@onymous I think what you're noticing is the difference between a "social network" and "social media". One connects you to private communication from specific people you know, or people they know (#FOAF). The other one hooks you up to a firehose of public posts from all sorts of people.
"Most #blockchains behave like expensive, slow databases that sacrifice efficiency for immutability and global consensus. Blockchains are logically centralized, exerting great effort to make many untrustworthy computers behave like one computer. Even if next generation blockchains become much more scalable, they still seem ill-suited to store social media content which is mutable, ephemeral, and does not require global agreement on its state." - #JayGraber
"... a downside I’ve observed in social networks where content is monetized is that user behavior becomes transparently driven by monetary incentives in ways that feel less genuine. This applies to influencer culture on Instagram as well, but cryptocurrency social networks bake it in from the start. This may be the inevitable result of replacing intrinsic with extrinsic motivations, or there may be an incentive structure that strikes the right balance that has not been achieved yet" - #JayGraber
It seems to me that trying to monetize #SocialNetwork posts is solving the wrong problem. The only reason money needs to be involved in social network platforms is that servers have to be paid for. Get rid of servers with a pure #P2P network (even one with #supernodes) and money doesn't need to be involved at all. This seems to be working pretty well for #Scuttlebutt and #Aether.
#SocialMedia is a different story, at least when it comes to works like long form articles, music, or films, which take some work to produce and often require the creators to spend money to produce them. As Jay Graber says in her article, #blockchains don't seem like the best solution for storing this sort of media, something like #IPFS (or #SAFE, or #Holochain), is probably a better way of distributing these. But using blockchains as a distributed monetization layer for them could work.
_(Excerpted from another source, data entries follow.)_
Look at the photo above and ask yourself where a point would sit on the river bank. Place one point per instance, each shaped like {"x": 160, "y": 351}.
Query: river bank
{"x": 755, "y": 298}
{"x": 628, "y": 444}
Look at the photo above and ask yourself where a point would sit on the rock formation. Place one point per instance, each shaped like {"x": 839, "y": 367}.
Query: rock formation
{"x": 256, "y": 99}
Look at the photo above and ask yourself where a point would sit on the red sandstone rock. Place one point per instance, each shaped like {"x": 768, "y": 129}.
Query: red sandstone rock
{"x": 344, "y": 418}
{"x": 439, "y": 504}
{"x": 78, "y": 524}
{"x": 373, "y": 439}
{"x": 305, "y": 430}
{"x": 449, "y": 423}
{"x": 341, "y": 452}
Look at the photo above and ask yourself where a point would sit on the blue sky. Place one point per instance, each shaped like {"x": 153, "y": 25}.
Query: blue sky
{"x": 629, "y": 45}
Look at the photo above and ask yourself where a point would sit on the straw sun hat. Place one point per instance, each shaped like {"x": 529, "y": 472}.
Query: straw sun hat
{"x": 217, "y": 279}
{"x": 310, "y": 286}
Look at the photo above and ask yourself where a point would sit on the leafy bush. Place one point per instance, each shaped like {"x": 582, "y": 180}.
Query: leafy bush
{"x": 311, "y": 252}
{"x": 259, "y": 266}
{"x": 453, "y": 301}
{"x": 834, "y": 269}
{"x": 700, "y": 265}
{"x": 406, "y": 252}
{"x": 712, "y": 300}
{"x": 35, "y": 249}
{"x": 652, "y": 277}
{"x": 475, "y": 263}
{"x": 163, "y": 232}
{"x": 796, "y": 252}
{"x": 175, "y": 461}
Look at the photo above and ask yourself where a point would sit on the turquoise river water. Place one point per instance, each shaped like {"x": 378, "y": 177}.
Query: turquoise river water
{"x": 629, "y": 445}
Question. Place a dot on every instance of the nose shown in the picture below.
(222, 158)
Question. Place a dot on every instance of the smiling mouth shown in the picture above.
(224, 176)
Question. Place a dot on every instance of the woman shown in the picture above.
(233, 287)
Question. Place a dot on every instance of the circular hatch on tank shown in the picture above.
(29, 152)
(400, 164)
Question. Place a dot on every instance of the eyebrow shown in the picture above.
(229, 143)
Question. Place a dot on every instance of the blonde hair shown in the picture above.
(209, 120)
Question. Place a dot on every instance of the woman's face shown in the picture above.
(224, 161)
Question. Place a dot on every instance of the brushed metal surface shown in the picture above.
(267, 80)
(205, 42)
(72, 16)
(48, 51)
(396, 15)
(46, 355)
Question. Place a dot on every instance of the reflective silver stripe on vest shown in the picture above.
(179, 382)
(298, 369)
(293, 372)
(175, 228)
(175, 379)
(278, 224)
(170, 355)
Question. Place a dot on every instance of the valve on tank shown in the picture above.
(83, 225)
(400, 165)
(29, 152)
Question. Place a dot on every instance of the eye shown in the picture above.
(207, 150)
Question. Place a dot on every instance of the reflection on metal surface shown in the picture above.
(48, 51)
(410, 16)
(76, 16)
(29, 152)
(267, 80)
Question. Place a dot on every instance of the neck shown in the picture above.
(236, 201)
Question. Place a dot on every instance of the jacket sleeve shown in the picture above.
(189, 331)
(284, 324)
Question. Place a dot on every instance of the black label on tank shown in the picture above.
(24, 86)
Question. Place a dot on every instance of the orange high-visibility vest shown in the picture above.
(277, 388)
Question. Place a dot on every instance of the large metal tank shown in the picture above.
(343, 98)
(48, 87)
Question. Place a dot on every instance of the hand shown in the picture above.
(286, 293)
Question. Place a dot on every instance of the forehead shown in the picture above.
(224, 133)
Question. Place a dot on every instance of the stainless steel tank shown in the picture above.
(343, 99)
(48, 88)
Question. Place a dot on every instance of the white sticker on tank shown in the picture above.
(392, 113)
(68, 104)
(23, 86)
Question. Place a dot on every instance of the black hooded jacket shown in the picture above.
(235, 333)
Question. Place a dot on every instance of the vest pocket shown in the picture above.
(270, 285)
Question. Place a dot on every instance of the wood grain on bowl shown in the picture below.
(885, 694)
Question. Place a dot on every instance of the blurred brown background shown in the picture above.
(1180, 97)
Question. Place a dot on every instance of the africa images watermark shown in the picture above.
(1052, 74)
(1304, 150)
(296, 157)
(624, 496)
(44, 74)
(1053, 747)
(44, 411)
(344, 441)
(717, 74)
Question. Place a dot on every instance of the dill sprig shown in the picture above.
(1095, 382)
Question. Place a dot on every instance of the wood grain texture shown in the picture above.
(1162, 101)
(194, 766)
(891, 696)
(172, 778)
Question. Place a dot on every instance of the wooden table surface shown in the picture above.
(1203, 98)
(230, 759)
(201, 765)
"Accounts cannot be deactivated or deleted, since they are permanently stored on the Steem blockchain. In order to reduce spam, new account creation requires an email and phone number, and must go through a review process." - #jaygraber
Funny, that's what people used to say about Titter, and before that IRC, and before that, old school BBS networks like #FidoNet. The common denominator is early adopters, it was said about each when they were small populations using relatively unknown platforms.
@onymous it's a fantastic podcast, I highly recommend working your way through the back episodes. There is one that focuses on Scuttlebutt and interviews a developer working on it. @icedquinn
@onymous fair enough ;) I'll be more impressed if the community is still amazing if it manages to scale up to 100 or 1000 times its current user base. But you have raised an issue I've considered but never really discussed, that sometimes the choice of network software is more about the cross-section of people currently using it, than the particular features it has. It might be worth putting up with an inferior UI to connect with an amazing community ;) @icedquinn
@onymous having said that, for me, #Pinafore is a much better UI than the vanilla web client Titter offers, so I'm here for that as well as the community ;) @icedquinn
@icedquinn > In this case the problem is they did not understand the need for enveloping
Have you raised these issues on their repo? I've heard there are reimplementations underway in a range of languages, and I figure being made aware of ways the current protocol workings are stuck in JS-land would really help those efforts. @onymous
Even if they were to completely abandon SSB and re-engineer Scuttlebutt apps on a different protocol, the work done on the UI and moderation would not be wasted.